OH and the most awesome was when they started sending cases of chef boyardee. The little single serving lunch bucket meals. Beeany weeny, raviolie chilli mack that was the bomb had the plastic containers but a metal lid you could carfully set them upside down on a GI coleman lantern and heat them very easy just so long as you didn't get careless and leave em too long  spent many a night towards the end sitting in the back of a 5 ton drop side around a folding table playing spades by candle light while heating out luck buckets on the coleman lantern hanging from a bow. ( had to have the candles stuck on the table infront of you to read your own hand by) Lots of memories from them days and not all of them bad at all.


----------



## DJgang (Apr 10, 2011)

Been looking on some websites, and appears that you just get what they give ya, can't buy specifics....crap....but if ya hungry, ya hungry! So....


----------



## jsriley5 (Sep 22, 2012)

I'd buy by the box then or you will get whatever the local guys didn't want, just sayen ya know how that goes.


----------



## Dakine (Sep 4, 2012)

I'm a problem child...  when given MRE heaters... I make MRE bombs


----------



## Trip286 (Oct 18, 2012)

Favorite: chilli Mac.

Hated most: country captain chicken. Spilled some in my helmet one day, and was smelling it throughout the rest of my patrol.


----------



## oif_ghost_tod (Sep 25, 2012)

Frankfurters beef.
Was like 4 beef hotdogs in grease. Mmmm....
I think it came with a side of noodles.

I'm not even sure if they make these anymore, but I have fond memories of these.

Does anyone know?


----------



## Firelance (Nov 5, 2012)

My favorite is Roast chicken with noodles. Also extra sausages will make it great…..


----------



## Startingout-Blair (Aug 28, 2012)

A lot of these I've never heard of. They've really changed the menus since I was in


----------



## ComputerGuy (Dec 10, 2010)

Trip286 said:


> Favorite: chilli Mac.
> 
> Hated most: country captain chicken. Spilled some in my helmet one day, and was smelling it throughout the rest of my patrol.


Haven't heard of the country captain chicken. From Some MRE forums that is one of the worst they had!!

Country Captain Chicken
Buttered Noodles
Cheese Spread
Crackers
Toaster Pastry
Candy***
Mocha Cappuccino
Hot Sauce
Accessory Packet, A
Spoon

Flameless Heater

BTW Welcome to the forums and Thank You for your service


----------



## oldvet (Jun 29, 2010)

The last time I was involved in an FTX (1980's) we were still issued C rats. 

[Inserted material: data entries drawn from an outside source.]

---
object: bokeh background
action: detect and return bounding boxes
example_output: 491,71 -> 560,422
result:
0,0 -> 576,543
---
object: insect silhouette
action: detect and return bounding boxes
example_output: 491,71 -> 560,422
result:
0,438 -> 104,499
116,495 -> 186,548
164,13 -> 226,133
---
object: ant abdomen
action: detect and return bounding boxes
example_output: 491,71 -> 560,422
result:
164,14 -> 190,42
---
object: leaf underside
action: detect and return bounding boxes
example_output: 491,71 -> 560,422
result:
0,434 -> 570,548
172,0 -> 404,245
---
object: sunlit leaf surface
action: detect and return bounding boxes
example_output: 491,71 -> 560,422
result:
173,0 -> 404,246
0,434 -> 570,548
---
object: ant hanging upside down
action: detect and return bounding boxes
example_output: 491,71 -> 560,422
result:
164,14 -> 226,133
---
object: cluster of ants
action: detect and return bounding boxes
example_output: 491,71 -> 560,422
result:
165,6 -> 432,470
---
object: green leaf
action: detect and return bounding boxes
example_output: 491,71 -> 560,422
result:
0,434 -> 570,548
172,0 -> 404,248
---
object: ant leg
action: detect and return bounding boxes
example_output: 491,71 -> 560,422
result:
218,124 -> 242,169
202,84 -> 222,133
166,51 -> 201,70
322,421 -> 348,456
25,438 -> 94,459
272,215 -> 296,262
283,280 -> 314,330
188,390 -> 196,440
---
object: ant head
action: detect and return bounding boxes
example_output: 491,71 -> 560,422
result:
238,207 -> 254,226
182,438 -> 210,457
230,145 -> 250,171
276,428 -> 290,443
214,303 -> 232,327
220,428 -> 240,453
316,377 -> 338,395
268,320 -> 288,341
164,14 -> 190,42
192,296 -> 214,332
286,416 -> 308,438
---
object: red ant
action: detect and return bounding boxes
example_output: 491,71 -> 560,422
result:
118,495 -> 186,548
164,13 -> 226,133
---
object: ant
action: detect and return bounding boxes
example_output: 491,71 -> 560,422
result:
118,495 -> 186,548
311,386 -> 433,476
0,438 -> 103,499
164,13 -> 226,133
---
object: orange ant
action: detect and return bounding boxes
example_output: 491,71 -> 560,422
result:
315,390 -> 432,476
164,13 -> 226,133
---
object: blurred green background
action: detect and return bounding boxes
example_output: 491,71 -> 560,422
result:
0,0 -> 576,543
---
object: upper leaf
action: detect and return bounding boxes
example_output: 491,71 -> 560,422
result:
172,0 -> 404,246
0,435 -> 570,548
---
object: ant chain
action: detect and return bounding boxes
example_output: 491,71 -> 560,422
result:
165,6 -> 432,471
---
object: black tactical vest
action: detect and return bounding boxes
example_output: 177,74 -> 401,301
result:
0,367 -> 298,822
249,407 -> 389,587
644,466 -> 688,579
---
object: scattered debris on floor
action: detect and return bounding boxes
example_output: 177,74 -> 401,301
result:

I didn't even get to try any until after I retired in 1988, and I like them. I would say the beef stew and chilimac are my favorites. 

I was one of the few people that actually liked the old C-rats ham and eggs and would trade most other meals for them. I do miss some of the C-ratation meal items like the fruit, ham and eggs, and the beanie weenies.

Then there was what we in Vietnam called Ham and MF's (ham and lima beans) because they were seriously nasty.


----------



## riverpilot69 (Oct 29, 2012)

As a Marine, I have eaten a lot of them. My favorites (Old school MRE's.) were the beef stew, and chicken a la king. I hated the beef franks most. I would also trade anything I had for a cherry nut cake. I loved those things.


----------



## ChicoDaMan (Nov 6, 2012)

Ham and chicken loaf was one of my favorites! It worked 'cuz nobody else in my platoon liked it. 

Could not stand corned beef hash, and would go hungry if I couldn't trade


----------



## FrankW (Mar 10, 2012)

I liked most of them except the omelelt and the Franks.
And the beef patties..

As long as I didnt get one of those 3 i was ok.

The chicken a la King was good.

pretty much anything is good with the tabasco sauce anyway 
I buy my cases at the commissary but they are about 90 dollars a case... so I dont have so many..


----------



## PennyPincher (Dec 5, 2011)

No idea what they make for MRE's these days but 20+ years ago my favorite was chicken ala king. least favorite was the hamburger patty. no idea how you were supposed to eat those things. they were hard as bricks.


----------